The dividend payout ratio for ASX 200 companies remains near historic highs (Chart 2), mainly due in recent years to a strong rise in the payout ratio of resource stocks. Bank payout ratios have been relatively stable and industrials have experienced a much more modest rise (Chart 3). Companies are responding to the record low levels of short-term interest rates and bond yields that are forcing investors to find other yield-bearing investment opportunities.

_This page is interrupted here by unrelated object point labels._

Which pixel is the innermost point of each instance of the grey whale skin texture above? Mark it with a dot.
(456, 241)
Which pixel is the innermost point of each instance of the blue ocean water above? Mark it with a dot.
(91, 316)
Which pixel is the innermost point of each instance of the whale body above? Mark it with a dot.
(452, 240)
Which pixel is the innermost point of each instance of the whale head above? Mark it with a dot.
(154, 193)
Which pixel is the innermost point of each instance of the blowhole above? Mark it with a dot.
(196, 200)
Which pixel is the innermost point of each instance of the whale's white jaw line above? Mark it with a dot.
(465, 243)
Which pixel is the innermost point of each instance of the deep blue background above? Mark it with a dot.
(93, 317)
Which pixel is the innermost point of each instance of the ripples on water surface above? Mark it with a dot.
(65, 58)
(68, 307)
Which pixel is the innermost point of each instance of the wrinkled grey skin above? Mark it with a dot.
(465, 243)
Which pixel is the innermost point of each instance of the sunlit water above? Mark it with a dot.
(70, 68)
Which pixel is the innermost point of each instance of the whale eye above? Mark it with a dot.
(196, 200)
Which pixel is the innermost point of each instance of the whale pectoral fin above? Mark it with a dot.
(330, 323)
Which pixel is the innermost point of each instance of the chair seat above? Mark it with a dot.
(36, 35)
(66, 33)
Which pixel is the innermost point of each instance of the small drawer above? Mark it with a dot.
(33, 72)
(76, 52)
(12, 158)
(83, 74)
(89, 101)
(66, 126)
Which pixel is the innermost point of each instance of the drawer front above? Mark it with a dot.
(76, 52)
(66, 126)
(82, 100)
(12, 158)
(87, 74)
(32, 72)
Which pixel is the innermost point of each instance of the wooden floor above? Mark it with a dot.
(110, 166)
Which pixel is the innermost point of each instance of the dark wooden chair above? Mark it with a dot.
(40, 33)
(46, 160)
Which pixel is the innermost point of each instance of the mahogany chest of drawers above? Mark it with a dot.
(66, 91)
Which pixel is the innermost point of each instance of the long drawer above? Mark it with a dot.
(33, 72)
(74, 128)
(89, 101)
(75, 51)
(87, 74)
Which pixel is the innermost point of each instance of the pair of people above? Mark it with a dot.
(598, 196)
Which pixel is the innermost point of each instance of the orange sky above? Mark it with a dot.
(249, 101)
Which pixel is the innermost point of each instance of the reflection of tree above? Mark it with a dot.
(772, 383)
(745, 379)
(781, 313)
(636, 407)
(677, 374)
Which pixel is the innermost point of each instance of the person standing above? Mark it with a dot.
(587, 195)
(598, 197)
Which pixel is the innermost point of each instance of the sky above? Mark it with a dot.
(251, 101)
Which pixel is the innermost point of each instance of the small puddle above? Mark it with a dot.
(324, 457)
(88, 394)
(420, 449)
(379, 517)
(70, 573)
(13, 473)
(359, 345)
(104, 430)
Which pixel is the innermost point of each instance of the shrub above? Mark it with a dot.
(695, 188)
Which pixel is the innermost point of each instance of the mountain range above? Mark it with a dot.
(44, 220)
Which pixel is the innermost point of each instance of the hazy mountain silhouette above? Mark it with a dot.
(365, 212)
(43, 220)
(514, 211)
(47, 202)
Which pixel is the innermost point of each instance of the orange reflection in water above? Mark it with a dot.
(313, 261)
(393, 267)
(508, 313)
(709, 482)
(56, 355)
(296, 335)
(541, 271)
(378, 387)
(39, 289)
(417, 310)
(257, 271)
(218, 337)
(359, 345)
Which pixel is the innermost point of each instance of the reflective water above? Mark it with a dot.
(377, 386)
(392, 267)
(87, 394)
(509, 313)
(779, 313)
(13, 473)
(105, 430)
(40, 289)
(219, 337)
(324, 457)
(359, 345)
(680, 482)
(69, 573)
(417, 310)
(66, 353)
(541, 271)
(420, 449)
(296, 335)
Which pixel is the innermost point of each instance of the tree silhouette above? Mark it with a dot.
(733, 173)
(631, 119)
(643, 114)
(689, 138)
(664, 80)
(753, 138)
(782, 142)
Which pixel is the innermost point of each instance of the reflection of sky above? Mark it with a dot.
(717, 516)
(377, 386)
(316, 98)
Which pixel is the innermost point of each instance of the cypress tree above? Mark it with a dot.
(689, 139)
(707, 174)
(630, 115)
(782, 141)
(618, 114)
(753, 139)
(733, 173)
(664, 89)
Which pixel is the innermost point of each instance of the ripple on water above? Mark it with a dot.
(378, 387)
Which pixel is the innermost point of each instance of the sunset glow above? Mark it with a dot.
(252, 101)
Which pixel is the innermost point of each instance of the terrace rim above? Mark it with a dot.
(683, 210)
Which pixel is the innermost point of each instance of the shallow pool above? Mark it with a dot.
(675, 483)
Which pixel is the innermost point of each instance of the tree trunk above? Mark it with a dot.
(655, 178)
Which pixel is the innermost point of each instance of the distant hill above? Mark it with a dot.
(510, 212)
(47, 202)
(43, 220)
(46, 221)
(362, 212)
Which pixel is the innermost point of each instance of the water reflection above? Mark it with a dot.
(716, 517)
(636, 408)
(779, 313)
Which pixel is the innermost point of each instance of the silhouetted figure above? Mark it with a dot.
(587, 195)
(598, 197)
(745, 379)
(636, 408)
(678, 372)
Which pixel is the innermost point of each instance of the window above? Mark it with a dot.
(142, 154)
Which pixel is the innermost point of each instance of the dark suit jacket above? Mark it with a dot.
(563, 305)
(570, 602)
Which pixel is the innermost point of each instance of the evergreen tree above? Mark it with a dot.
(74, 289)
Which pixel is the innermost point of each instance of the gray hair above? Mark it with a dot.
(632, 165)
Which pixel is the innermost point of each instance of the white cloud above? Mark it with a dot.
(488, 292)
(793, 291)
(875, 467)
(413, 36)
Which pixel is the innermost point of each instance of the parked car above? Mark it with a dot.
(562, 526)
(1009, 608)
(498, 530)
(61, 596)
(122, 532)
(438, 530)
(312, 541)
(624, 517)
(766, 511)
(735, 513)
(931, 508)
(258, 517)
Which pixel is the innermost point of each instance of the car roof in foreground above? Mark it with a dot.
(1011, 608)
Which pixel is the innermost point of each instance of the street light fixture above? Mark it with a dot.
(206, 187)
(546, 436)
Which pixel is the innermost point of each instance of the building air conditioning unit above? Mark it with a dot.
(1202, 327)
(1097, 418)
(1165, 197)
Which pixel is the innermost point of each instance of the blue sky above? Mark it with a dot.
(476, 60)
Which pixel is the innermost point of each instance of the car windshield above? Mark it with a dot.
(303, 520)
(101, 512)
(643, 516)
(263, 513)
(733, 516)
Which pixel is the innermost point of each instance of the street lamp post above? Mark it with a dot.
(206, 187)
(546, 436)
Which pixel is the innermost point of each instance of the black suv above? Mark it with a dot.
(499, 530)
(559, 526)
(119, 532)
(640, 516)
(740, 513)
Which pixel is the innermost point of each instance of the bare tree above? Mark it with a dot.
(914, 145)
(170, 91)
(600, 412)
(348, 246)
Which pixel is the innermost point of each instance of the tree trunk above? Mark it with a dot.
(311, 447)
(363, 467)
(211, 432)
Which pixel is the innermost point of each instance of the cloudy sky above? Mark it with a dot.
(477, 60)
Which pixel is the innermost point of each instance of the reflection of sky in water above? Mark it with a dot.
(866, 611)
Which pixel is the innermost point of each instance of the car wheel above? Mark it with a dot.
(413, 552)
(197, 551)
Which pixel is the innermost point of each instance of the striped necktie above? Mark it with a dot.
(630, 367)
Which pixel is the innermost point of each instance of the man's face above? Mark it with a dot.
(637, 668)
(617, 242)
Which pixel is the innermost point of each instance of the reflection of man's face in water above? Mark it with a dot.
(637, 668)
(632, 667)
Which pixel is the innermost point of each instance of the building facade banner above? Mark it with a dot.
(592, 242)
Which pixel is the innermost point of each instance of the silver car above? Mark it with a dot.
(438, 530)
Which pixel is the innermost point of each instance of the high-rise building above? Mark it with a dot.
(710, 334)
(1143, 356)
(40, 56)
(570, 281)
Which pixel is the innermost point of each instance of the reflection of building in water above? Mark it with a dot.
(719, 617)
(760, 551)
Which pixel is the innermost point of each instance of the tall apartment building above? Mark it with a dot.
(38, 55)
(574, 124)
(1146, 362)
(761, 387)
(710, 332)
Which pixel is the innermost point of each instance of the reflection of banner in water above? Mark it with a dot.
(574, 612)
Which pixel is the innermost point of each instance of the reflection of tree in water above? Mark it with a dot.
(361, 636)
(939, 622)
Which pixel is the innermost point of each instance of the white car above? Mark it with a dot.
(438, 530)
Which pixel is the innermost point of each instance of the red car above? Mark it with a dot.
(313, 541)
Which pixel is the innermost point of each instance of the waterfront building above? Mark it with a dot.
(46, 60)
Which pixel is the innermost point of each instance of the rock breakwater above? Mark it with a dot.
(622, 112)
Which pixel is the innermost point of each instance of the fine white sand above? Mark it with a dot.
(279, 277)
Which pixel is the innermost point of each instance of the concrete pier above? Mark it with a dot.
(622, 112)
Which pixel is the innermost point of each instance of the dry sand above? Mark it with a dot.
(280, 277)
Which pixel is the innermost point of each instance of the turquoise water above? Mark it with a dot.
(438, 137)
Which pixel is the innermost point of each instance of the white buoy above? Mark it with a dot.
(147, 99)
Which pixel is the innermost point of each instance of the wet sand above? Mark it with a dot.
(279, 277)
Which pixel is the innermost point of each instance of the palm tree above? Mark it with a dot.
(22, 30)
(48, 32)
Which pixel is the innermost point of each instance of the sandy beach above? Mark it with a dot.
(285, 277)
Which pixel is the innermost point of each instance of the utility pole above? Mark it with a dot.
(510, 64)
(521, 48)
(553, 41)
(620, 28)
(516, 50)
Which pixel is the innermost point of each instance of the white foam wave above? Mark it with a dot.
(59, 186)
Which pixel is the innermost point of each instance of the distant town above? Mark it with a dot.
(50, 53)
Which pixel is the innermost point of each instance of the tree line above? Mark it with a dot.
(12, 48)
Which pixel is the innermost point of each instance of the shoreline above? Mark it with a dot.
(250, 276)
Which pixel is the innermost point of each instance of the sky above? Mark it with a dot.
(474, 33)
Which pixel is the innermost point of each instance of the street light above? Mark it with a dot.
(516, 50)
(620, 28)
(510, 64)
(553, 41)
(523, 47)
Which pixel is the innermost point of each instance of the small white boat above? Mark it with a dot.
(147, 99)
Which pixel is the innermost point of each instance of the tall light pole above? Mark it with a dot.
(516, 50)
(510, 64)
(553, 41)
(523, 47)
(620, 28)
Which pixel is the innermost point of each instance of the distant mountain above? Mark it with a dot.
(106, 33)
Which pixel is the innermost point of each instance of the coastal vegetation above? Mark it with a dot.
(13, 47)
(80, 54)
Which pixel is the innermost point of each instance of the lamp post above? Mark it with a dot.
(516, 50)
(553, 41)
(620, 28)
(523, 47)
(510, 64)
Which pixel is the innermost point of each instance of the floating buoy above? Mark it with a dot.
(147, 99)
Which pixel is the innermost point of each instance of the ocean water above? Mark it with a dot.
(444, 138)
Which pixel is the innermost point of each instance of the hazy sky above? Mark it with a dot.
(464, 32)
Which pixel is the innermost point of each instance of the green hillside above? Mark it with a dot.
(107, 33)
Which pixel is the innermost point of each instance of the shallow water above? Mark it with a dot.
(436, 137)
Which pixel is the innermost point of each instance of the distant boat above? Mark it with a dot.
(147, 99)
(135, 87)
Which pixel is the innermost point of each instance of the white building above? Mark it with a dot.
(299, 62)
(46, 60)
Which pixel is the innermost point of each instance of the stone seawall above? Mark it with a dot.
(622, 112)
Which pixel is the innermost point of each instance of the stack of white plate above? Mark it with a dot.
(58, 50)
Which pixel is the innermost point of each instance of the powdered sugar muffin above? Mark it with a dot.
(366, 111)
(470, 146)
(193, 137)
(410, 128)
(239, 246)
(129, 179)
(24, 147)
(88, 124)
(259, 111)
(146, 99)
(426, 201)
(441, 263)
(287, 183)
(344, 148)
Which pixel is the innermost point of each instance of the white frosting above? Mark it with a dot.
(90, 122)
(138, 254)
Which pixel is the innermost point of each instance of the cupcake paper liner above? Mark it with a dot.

Chart 2: S&P/ASX 200 dividend payout ratio

Source: Datastream, IBES, Deutsche Bank.

Chart 3: Dividend payout ratios – banks, industrials and resources

Source: Datastream, IBES, Deutsche Bank

The forecast fall in the FY17 payout ratio in Chart 2 is interesting – the chart is sourced from Deutsche Bank but is consistent with forecasts among other sell-side analysts. Is it a sign that the strong focus on dividends is set to wane in FY17 and beyond?  It’s unclear whether the high current payout ratio is just a cyclical trend in response to historically low interest rates or whether it also reflects a structural shift as the ‘baby boomer’ generation moves into pension phase and seeks out alternative yield-based investments.  Only time will tell, but investor appetite for dividends is unlikely to abate soon with interest rates so low and the dividend yield still relatively high. This suggests companies will continue to respond by returning capital to shareholders through dividends and high dividend payout ratios.

Company guidance cautious

Company guidance remained patchy and cautious given the uncertain global macro backdrop and the difficult domestic trading environment. Several companies mentioned slower activity in the final quarter of FY16, partly due to the drawn-out election campaign. Very few companies mentioned any improvement in trading conditions so far in FY17. Meeting current earnings consensus expectations for FY17 is likely to remain challenging.

 

The above information is of a general nature and has been prepared without taking account of your individual investment objectives, financial situation or particular investment needs. It is not intended as financial advice to retail clients. Before making an investment decision, you should consider the appropriateness of the information, having regard to your objectives, financial situation and needs. We recommend you consult with your financial adviser, who can help you determine how best to achieve your financial goals and whether investing in a fund is appropriate for you.